The day before we went to fetch DS I went to bed thinking 'Tomorrow I will meet my son' and as soon as I woke up I thought 'This is the day we are going to meet our son!'
There was all sorts of admin to sort out first and I looked around the room and thought 'Everyone here is at work, but this is not work for us, this is the most important day of our lives'. When the foster mother came in I went over to her and wondered if it was OK to give her a hug as she had been caring for DS for a while by then. I settled for a warm self-introduction and a big smile. Later she said that she had been very nervous about that meeting but once she knew she was handing DS to warm people she knew it would be OK.

Finally the meeting was over and we had to find our way first to the hotel and then to the fc's house. Our social worker was fantastic and came with us everywhere. I was not sure when we would actually get to see him, but the fc brought him to the front door. I have a photo of that moment it is called 'first sight'. All the way through the assessment process I was thinking that there is a child out there somewhere and I am going to be his / her Mum, and finally here he was! I don't want to sound too mystical about it, but honestly he was born the month we applied to adopt, so that seemed truer than I had ever thought it would really be.

Bringing him home was more conflicting. I was happy to have him, but I felt terribly aware that our relationship was starting with him being taken away by us from everything and everyone he knew. It seemed a betrayal of trust. But he was amazing. He worked so hard at it that my heart bled for him. To this day I call him my little champion. His courage and his ability to form loving relationships again and again never fail to move me. After a couple of months the fc came to see him for a couple of hours and he cried and screamed when she left, but that same day we had a big party with a cake that said 'Welcome home DS' and all our referees were invited. Believe me, there may be problems but there are in lots of families. If you focus on the child you will be fine. It will be the best thing you have ever done.

abra1d · 04/12/2009 08:48

This thread is making me feel quite weepy. Good luck, Muli! You sound like a great mother. And you will spend a lot of time in CLare's if you have a daughter--buy shares in the place now.

gingel · 04/12/2009 08:56

As an adoptee can I suggest something my mother did for me - she kept a diary documenting the whole process including when she got the first call saying they had a baby as well as detail about when they collected me from the foster carer and beyond.

I loved my diary when I was growing up and still cherish it now as it really made the process so personal to my family as well as a useful tool in demonstrating how 'wanted' I was by my family especially when the inevitable feelings of abandonment bowl you over every now and again.
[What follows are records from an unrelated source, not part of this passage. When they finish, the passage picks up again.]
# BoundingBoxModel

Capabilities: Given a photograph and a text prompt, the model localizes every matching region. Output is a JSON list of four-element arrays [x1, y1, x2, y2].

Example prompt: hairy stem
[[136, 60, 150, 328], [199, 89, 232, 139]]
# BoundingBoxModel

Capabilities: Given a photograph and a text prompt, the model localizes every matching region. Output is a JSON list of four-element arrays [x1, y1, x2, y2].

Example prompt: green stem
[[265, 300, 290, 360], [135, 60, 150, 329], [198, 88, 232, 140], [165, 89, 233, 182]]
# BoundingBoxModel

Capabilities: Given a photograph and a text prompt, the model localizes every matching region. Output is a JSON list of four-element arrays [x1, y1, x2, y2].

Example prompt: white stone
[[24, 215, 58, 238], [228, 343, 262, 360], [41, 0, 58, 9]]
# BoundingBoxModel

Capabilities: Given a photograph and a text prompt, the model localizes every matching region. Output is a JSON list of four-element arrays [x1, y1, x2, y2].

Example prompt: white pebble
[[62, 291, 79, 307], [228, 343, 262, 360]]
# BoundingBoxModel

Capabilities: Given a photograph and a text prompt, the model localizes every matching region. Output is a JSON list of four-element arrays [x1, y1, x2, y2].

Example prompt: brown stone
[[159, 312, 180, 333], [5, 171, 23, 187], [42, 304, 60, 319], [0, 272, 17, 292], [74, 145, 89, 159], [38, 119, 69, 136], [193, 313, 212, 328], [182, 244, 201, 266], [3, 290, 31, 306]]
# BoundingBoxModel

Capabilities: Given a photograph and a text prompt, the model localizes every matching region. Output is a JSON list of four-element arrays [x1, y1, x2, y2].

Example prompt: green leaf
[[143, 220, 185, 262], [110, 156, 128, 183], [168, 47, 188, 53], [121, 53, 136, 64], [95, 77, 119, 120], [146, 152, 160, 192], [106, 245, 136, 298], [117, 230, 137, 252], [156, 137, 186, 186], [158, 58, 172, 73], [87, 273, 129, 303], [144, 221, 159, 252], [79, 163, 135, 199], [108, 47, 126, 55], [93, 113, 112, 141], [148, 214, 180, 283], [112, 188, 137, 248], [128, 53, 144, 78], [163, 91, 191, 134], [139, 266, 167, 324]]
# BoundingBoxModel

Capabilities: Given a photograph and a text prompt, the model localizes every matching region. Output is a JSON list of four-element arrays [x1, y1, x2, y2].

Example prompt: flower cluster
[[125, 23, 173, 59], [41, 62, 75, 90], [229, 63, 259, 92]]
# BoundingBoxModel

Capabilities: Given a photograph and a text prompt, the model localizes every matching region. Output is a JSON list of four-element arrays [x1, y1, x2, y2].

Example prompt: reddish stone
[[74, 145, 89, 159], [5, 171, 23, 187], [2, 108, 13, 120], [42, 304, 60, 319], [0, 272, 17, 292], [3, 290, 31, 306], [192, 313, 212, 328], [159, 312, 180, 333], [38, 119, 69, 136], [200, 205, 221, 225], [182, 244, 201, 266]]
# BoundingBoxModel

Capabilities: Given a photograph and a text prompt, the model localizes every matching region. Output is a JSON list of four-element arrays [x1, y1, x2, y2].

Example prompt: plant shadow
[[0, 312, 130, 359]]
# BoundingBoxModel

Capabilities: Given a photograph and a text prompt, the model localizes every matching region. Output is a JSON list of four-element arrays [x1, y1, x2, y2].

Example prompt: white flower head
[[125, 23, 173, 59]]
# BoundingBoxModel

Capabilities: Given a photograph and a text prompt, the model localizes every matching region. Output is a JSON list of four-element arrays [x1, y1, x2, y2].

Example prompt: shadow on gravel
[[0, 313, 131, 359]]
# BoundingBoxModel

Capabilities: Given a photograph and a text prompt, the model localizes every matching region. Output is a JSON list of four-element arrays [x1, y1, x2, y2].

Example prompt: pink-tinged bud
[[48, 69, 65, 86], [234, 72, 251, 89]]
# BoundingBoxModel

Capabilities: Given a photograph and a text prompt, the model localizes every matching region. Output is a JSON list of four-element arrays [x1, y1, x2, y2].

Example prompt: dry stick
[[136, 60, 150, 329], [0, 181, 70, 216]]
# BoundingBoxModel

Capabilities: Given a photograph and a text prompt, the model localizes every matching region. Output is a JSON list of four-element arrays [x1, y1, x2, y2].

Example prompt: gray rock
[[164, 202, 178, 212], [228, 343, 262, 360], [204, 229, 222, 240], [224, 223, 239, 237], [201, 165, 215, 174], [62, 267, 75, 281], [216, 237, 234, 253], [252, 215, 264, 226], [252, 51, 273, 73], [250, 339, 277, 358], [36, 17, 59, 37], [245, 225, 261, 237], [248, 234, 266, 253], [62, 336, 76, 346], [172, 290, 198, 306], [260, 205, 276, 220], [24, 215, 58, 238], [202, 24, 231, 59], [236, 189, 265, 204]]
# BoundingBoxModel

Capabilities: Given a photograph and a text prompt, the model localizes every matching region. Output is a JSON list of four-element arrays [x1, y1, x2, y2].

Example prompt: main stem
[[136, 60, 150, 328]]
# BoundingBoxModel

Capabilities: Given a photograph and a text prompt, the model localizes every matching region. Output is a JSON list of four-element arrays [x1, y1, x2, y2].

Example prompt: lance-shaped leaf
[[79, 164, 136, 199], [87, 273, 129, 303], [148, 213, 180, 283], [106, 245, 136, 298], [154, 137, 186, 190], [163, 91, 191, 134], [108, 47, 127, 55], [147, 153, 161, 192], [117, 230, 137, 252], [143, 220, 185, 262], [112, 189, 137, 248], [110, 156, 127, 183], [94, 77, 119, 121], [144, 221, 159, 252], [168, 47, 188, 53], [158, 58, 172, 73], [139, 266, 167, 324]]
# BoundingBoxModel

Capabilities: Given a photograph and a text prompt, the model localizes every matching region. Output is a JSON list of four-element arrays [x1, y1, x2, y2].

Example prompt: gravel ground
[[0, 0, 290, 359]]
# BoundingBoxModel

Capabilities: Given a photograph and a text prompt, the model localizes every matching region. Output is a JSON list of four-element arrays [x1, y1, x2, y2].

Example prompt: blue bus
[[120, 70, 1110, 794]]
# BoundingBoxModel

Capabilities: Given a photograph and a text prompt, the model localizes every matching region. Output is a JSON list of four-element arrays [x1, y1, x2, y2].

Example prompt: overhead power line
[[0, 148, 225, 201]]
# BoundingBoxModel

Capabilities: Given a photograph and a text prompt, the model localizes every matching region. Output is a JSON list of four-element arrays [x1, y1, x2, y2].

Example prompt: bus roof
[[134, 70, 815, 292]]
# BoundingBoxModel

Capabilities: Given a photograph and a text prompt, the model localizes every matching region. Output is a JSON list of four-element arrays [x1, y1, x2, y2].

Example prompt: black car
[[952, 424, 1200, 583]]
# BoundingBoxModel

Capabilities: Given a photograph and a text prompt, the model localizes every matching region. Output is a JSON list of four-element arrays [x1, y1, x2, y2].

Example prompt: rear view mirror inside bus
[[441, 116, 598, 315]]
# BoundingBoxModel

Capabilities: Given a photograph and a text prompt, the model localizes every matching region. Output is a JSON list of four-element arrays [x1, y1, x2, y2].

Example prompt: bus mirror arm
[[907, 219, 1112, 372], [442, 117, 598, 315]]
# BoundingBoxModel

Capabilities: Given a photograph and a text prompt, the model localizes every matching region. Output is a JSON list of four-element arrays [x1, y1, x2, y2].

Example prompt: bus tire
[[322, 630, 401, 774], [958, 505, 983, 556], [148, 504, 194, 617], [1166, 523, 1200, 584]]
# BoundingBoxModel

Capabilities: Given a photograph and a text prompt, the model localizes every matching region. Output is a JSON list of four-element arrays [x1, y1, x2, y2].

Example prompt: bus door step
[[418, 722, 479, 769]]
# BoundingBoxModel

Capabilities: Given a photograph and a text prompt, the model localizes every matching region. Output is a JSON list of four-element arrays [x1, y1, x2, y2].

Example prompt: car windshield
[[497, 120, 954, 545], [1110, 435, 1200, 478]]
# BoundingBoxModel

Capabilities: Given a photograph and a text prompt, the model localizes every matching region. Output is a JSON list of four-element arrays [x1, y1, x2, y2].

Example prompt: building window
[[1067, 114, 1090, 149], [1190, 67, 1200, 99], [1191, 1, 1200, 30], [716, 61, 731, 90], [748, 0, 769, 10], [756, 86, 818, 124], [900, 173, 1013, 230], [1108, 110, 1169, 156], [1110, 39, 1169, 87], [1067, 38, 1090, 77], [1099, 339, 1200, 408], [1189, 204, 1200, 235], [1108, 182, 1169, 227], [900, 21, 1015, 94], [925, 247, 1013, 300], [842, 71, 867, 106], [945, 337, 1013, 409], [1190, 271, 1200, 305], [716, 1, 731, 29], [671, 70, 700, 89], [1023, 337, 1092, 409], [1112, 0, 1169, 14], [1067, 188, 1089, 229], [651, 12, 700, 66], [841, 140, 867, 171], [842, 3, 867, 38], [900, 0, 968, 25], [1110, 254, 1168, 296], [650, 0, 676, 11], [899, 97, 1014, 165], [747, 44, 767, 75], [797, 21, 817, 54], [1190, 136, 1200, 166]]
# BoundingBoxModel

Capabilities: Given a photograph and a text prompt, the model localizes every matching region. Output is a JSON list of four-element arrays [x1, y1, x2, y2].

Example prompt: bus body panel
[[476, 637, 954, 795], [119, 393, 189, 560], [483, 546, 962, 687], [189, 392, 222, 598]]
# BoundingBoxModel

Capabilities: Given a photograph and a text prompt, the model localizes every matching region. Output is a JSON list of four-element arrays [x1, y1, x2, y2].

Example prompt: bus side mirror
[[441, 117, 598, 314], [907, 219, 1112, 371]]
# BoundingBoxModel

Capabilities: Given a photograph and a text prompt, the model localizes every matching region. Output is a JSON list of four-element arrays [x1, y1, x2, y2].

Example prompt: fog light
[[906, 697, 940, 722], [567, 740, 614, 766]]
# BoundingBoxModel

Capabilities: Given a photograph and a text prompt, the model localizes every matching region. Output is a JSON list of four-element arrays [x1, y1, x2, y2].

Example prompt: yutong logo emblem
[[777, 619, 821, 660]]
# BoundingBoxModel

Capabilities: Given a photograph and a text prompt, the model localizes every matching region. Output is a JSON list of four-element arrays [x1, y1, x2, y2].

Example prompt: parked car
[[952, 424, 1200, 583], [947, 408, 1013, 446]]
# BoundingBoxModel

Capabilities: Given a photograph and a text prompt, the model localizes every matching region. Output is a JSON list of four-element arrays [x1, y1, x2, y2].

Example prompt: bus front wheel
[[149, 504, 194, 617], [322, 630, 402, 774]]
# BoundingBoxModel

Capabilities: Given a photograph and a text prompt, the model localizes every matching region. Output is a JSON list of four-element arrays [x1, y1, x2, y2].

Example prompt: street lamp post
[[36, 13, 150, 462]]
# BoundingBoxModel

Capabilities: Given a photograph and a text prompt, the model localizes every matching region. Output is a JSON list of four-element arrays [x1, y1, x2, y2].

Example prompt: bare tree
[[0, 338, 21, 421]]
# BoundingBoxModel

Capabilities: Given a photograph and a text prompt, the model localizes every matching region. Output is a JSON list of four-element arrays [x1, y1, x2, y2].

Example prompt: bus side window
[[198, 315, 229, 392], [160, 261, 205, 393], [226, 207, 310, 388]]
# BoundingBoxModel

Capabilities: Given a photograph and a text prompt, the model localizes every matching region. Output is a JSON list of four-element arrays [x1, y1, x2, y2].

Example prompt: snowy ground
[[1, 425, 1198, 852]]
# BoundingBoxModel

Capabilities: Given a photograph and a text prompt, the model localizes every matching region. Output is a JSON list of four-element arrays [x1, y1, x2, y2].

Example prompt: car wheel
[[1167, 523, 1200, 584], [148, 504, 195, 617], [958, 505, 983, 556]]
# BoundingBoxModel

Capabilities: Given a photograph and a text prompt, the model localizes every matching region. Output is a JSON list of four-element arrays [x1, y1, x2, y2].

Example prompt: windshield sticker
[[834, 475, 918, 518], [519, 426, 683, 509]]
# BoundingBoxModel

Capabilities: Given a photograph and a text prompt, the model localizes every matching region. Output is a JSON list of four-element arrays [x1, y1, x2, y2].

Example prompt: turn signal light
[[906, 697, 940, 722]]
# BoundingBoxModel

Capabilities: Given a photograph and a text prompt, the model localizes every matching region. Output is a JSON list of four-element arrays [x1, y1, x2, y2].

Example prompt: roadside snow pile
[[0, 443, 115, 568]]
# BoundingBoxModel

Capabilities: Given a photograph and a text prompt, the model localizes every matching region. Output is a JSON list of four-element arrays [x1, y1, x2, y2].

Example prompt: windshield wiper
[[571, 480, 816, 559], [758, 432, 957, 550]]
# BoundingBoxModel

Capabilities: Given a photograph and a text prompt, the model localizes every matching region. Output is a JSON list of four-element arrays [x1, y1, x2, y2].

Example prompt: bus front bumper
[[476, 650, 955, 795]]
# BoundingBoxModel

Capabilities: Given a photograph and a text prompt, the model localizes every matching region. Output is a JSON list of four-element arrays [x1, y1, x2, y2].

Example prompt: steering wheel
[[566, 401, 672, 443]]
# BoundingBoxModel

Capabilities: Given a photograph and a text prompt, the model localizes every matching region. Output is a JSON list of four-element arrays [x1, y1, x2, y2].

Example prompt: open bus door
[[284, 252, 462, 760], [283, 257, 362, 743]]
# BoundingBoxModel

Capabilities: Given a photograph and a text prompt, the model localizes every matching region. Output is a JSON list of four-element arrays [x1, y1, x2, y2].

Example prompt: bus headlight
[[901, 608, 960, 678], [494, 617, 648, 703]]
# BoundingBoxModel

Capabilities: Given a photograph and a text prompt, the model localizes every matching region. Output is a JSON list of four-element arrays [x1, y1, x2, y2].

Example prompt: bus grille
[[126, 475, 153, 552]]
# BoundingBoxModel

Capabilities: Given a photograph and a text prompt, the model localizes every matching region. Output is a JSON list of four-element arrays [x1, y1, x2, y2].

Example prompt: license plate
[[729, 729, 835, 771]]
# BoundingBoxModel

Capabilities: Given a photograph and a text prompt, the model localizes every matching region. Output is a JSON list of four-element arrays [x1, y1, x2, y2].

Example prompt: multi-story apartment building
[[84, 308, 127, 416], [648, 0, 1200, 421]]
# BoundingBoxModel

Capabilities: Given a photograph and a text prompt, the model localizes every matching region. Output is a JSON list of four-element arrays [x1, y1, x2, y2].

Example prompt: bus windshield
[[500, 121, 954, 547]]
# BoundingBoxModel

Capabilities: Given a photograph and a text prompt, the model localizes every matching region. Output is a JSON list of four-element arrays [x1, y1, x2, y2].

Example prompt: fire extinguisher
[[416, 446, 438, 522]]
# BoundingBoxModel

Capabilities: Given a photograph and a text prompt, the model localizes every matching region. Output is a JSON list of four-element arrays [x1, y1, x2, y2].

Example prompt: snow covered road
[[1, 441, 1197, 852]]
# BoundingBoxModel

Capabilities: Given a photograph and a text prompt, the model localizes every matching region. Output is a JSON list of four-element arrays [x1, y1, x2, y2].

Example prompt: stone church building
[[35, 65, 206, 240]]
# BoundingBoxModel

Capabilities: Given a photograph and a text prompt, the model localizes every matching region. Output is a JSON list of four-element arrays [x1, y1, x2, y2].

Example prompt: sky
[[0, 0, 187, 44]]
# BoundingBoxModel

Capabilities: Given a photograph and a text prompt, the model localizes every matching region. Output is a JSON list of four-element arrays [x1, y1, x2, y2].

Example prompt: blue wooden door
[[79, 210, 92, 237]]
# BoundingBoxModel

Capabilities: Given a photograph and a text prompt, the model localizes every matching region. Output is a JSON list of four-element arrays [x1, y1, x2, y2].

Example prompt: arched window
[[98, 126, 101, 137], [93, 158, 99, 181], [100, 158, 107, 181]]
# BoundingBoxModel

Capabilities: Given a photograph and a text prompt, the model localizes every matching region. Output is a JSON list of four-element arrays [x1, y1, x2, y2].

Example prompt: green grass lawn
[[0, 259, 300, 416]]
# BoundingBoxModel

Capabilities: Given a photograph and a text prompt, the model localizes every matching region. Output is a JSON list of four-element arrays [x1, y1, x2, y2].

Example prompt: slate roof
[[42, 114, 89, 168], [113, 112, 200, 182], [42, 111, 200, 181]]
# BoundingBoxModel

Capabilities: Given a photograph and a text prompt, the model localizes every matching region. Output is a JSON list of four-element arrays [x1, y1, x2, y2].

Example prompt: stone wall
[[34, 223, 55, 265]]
jenny60 · 04/12/2009 09:28

Yes, a Diary is a great idea. There's a lot of emphasis these days on keeping as much info. about the child as possible. Some of it is down to ss, some to the fc and some to the families. We will be sure to take millions of pictures, record as much as we can of the process and our feelings and of our little boy's getting to know his sister, and hopefully share this with our child one day. Thanks for your wonderful messages and muli : Please let us know how it all goes if you can. I'm sure it will be wonderful, and you will find yourself washing, brushing, smelling and kissing that big hair before you know it. There are loads of discussions on the Adoption UK boards about meeting a new baby and so on. You might find them interesting, but be warned, the messages can be very upsetting too as lots of people write in when they need advice and support. Good luck.